Further, whether the deposited YSZ is in the form of fine particles or in the form of a thin film depends on the particle size of the metal particles, that is, Ni particles.

[0018]

As described above, according to the present invention, the surface of the metal such as Ni in the fuel electrode is prepared by using the raw material of YSZ which constitutes the fuel electrode as the raw material capable of forming YSZ fine particles or thin film. YSZ fine particles or thin film is deposited on
Since the entire surface of the metal particles is covered, the metal particles do not agglomerate with each other and the electrode is less likely to peel off.
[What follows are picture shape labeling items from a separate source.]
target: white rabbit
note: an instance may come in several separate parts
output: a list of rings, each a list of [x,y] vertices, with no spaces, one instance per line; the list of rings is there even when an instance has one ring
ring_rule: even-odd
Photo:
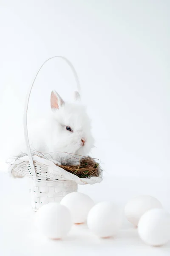
[[[76,99],[79,98],[77,92],[75,95]],[[42,152],[58,162],[77,164],[79,159],[87,155],[94,143],[85,108],[77,101],[64,102],[55,91],[51,93],[51,115],[37,120],[29,133],[31,151]],[[19,146],[15,155],[27,153],[24,145]]]

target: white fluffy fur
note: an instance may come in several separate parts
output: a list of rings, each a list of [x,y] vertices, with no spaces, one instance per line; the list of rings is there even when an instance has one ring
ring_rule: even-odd
[[[47,154],[48,159],[51,156],[59,162],[67,160],[76,163],[76,156],[71,154],[87,156],[94,145],[91,120],[85,108],[79,102],[62,102],[61,104],[60,96],[55,92],[53,93],[56,93],[57,108],[53,108],[51,102],[51,116],[34,124],[29,133],[31,150]],[[66,130],[67,126],[71,128],[72,132]],[[82,138],[85,140],[84,145]],[[24,143],[20,147],[20,151],[26,153]],[[77,157],[81,158],[78,155]]]

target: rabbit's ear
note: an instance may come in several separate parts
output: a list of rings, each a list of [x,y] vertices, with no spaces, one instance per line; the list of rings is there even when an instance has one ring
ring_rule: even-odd
[[[80,100],[80,95],[77,91],[74,92],[74,97],[75,101]]]
[[[64,101],[55,90],[51,94],[51,108],[52,110],[59,109],[64,105]]]

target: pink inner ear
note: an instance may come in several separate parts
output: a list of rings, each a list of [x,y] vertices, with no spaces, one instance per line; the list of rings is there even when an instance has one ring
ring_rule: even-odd
[[[51,108],[59,108],[58,99],[54,92],[52,92],[51,95]]]

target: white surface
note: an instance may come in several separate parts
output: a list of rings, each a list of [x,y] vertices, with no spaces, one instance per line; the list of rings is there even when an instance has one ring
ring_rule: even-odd
[[[170,10],[169,0],[1,0],[0,158],[23,132],[34,76],[59,54],[79,74],[93,121],[93,155],[107,172],[170,177]],[[50,109],[51,90],[67,100],[75,88],[69,68],[57,60],[35,85],[33,116]]]
[[[169,256],[170,243],[162,247],[152,247],[139,238],[137,230],[124,219],[123,228],[114,239],[99,239],[86,225],[74,226],[68,238],[51,241],[42,236],[34,226],[34,212],[29,204],[26,179],[14,179],[1,173],[0,192],[0,255],[3,256],[60,256],[103,255],[131,256]],[[132,197],[140,194],[157,198],[170,211],[170,180],[167,179],[110,179],[100,184],[79,186],[79,191],[90,195],[96,202],[110,200],[124,207]],[[23,198],[28,204],[23,204]]]
[[[93,200],[83,193],[73,192],[65,195],[61,204],[69,209],[74,223],[84,223],[90,210],[94,206]]]
[[[140,195],[132,198],[125,207],[125,214],[133,225],[137,226],[142,215],[152,209],[162,208],[162,205],[157,198],[150,195]]]
[[[160,246],[170,241],[170,214],[164,209],[152,209],[142,216],[138,234],[150,245]]]

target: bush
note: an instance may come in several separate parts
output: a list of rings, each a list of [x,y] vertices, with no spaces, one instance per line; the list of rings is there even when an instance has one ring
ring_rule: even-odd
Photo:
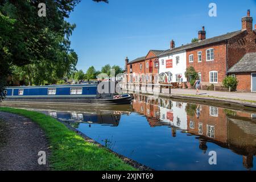
[[[230,87],[231,91],[236,91],[238,84],[238,81],[236,77],[228,76],[224,78],[222,84],[226,88],[229,88]]]

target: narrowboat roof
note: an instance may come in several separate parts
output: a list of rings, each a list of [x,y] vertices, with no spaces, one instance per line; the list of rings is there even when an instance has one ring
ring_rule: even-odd
[[[8,86],[7,89],[18,89],[18,88],[65,88],[65,87],[86,87],[95,86],[97,84],[75,84],[75,85],[40,85],[40,86]]]

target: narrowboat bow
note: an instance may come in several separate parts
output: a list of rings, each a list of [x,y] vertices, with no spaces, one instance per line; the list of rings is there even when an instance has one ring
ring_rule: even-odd
[[[70,104],[129,104],[129,94],[100,94],[97,84],[8,87],[3,102]]]

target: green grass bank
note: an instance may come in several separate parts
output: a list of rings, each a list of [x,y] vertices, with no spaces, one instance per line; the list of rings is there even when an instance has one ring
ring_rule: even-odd
[[[0,107],[1,111],[17,114],[35,122],[44,131],[51,152],[52,170],[136,170],[106,148],[86,142],[56,119],[36,111]]]

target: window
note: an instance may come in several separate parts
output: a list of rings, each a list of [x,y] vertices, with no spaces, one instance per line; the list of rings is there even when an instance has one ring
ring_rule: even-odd
[[[194,61],[194,55],[189,55],[189,63],[192,63]]]
[[[207,125],[207,136],[214,138],[215,127]]]
[[[210,106],[210,115],[217,117],[218,115],[218,109],[217,107]]]
[[[193,121],[190,121],[189,122],[189,127],[191,129],[195,129],[195,122]]]
[[[202,62],[202,51],[199,51],[197,52],[197,56],[198,56],[198,62],[199,63]]]
[[[176,75],[176,82],[181,82],[180,78],[180,78],[180,75]]]
[[[56,89],[48,89],[48,95],[56,95]]]
[[[23,96],[24,94],[23,89],[19,89],[19,96]]]
[[[199,80],[202,81],[202,73],[200,72],[198,73],[198,77],[199,77]]]
[[[82,92],[82,88],[76,88],[71,89],[70,94],[71,95],[79,95],[81,94]]]
[[[199,125],[198,126],[198,133],[199,135],[203,135],[203,123],[199,123]]]
[[[218,72],[212,71],[210,72],[210,83],[218,82]]]
[[[176,57],[176,64],[180,63],[180,56]]]
[[[213,49],[207,50],[207,61],[213,61],[214,59],[214,51]]]
[[[158,68],[158,62],[155,63],[155,68]]]

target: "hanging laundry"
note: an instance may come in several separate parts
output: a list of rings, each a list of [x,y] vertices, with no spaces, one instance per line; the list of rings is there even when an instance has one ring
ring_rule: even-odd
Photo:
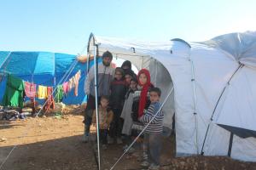
[[[75,96],[79,95],[79,79],[81,77],[81,71],[80,70],[77,72],[77,74],[74,76],[74,94]]]
[[[56,94],[55,97],[55,100],[57,103],[60,103],[62,101],[64,96],[64,91],[63,91],[63,86],[62,85],[58,85],[57,89],[56,89]]]
[[[64,83],[62,84],[62,86],[63,86],[63,92],[64,92],[64,94],[67,94],[69,92],[68,82],[64,82]]]
[[[38,98],[40,99],[47,99],[47,87],[38,85]]]
[[[68,81],[68,88],[69,90],[71,90],[72,88],[73,88],[75,87],[75,80],[74,80],[74,76],[71,77]]]
[[[47,87],[47,99],[46,99],[46,103],[44,105],[44,110],[48,110],[49,108],[50,109],[55,109],[55,100],[53,98],[53,88],[52,87]]]
[[[2,102],[3,105],[23,107],[24,89],[24,82],[21,79],[9,75]]]
[[[25,82],[25,94],[28,98],[36,97],[37,85],[28,82]]]

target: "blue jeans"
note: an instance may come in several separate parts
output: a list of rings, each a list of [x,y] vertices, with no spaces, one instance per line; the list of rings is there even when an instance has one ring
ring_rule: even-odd
[[[148,162],[155,165],[160,165],[161,137],[160,133],[144,133],[143,152],[148,153]]]

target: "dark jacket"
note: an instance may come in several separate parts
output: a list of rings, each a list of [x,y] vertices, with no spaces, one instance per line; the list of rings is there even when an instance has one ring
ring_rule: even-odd
[[[122,109],[125,102],[125,96],[127,92],[127,84],[125,80],[112,81],[110,85],[110,100],[109,105],[112,109]]]

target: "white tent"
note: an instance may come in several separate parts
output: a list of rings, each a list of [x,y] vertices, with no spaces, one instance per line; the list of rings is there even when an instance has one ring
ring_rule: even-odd
[[[230,156],[256,162],[256,34],[232,33],[211,41],[143,42],[90,35],[88,54],[106,50],[148,68],[153,82],[174,93],[163,110],[175,112],[178,156]]]

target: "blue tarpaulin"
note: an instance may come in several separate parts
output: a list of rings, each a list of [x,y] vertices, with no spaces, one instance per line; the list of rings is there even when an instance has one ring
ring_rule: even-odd
[[[63,103],[81,104],[86,101],[84,82],[86,77],[87,64],[78,63],[70,75],[61,81],[64,75],[74,64],[76,55],[49,52],[10,52],[0,51],[0,101],[2,101],[5,86],[6,74],[11,74],[24,81],[38,85],[55,86],[67,82],[79,70],[81,78],[79,84],[79,95],[75,96],[73,89],[63,99]],[[90,63],[90,66],[93,62]]]

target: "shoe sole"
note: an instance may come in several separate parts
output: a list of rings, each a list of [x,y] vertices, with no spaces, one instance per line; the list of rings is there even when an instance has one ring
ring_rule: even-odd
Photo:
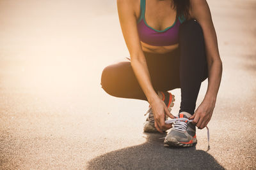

As a result, a plate of the fuel electrode having high strength and durability can be obtained.

[Brief description of drawings]

FIG. 1 is an explanatory diagram of Ni particles in a fuel electrode plate of a flat plate type solid electrolyte fuel cell of the present invention, (a) showing Y on the surface.
The Ni particles having fine particles of SZ deposited thereon are shown, and (b) shows the Ni particles having a thin film of YSZ deposited on the surface thereof.

FIG. 2 is an explanatory diagram showing a mixed state of Ni particles and YSZ particles in a fuel electrode of a conventional flat plate solid oxide fuel cell.

FIG. 3 is a diagram showing a schematic configuration of a flat plate solid electrolyte fuel cell.

[Explanation of symbols]

 1 Separator 2 Single Cell 3 Electrolyte Membrane 4 Fuel Electrode Plate 5 Air Electrode Layer

Claims (1)

[Claims] 1. A flat plate-type solid body formed by alternately laminating flat plate-shaped cells, each of which is formed by forming an electrolyte membrane on a fuel electrode plate and further coating and firing an air electrode layer thereon, and separators. A fuel electrode plate for an electrolyte fuel cell, wherein the fuel electrode plate is composed of a metal or a metal oxide having YSZ in the form of a thin film or fine particles deposited on the surface of particles.